Tolstoy turned and addressed her troops once more.
'We're going up. Everyone come into the house and stay close together. If anyone starts to drop off the back, call out for assistance.'
'I thought we were only going upstairs?' said Petersen.
Ruth Harrison suddenly grabbed hold of Igor's hand. He winced slightly but squeezed her hand all the same, and then this bizarre collective minced into the house and began to trudge heavy-legged up the stairs.
'I bet I end up missing the snooker,' muttered Monroe.
***
The magnificent six were holding onto one another's hands, although this was making a majority of the men feel a little uncomfortable as there weren't enough women to go around. Their discomfort was being added to by the general feeling of unease in the house, a feeling of evil and of some unseen possessed spirit. Ruth was shaking with fear and anxiety, delighted to be holding onto Barney and Igor.
'We must all put our faith in the Lord God,' said Tolstoy, and Barney wasn't sure if she was referring to the group or just herself.
'Oh for crying out loud,' muttered Monroe.

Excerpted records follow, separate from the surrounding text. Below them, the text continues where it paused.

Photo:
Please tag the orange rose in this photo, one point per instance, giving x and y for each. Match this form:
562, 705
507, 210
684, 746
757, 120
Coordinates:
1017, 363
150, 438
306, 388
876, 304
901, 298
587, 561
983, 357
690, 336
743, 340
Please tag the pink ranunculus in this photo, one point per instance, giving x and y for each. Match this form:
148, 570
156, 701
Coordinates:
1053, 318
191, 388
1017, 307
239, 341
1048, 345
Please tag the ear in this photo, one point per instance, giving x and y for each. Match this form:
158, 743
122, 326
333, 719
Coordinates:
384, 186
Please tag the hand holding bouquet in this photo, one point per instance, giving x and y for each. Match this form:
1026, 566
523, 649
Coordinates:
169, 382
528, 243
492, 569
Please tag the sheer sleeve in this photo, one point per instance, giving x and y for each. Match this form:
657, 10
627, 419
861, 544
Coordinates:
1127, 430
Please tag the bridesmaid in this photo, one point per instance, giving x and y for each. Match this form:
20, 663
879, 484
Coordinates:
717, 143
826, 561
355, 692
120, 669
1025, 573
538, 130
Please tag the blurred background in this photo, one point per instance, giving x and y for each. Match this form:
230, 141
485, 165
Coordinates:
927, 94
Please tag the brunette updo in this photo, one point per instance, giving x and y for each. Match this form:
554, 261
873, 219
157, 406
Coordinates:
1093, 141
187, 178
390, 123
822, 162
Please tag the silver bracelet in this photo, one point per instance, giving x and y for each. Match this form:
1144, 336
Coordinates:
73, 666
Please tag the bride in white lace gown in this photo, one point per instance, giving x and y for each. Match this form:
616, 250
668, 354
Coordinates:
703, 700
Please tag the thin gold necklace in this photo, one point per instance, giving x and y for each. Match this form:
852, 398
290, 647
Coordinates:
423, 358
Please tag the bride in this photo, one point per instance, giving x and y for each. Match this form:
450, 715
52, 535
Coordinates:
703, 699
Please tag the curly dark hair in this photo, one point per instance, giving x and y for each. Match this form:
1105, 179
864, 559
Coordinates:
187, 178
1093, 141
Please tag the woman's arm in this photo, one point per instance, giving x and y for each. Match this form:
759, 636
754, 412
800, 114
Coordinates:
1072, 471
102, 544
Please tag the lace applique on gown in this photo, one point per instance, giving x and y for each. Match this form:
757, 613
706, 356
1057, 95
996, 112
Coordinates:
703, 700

'Are you sure?' asked Petersen.
They had been in the house for just under twenty minutes and had so far yet to bear witness to the shuffling footsteps of Jonah Harrison. Barney and Igor were curious as to what had happened to the old fella. Petersen was growing increasingly nervous. Monroe was having his high level of scepticism duly rewarded. Tolstoy was beginning to think that it was all a complete load of nonsense but knew she had to go through with the whole shebang in order to justify her fee. Ruth was beginning to feel like you do when you call the TV repairman and the flippin' thing starts working fine the second he walks through the door.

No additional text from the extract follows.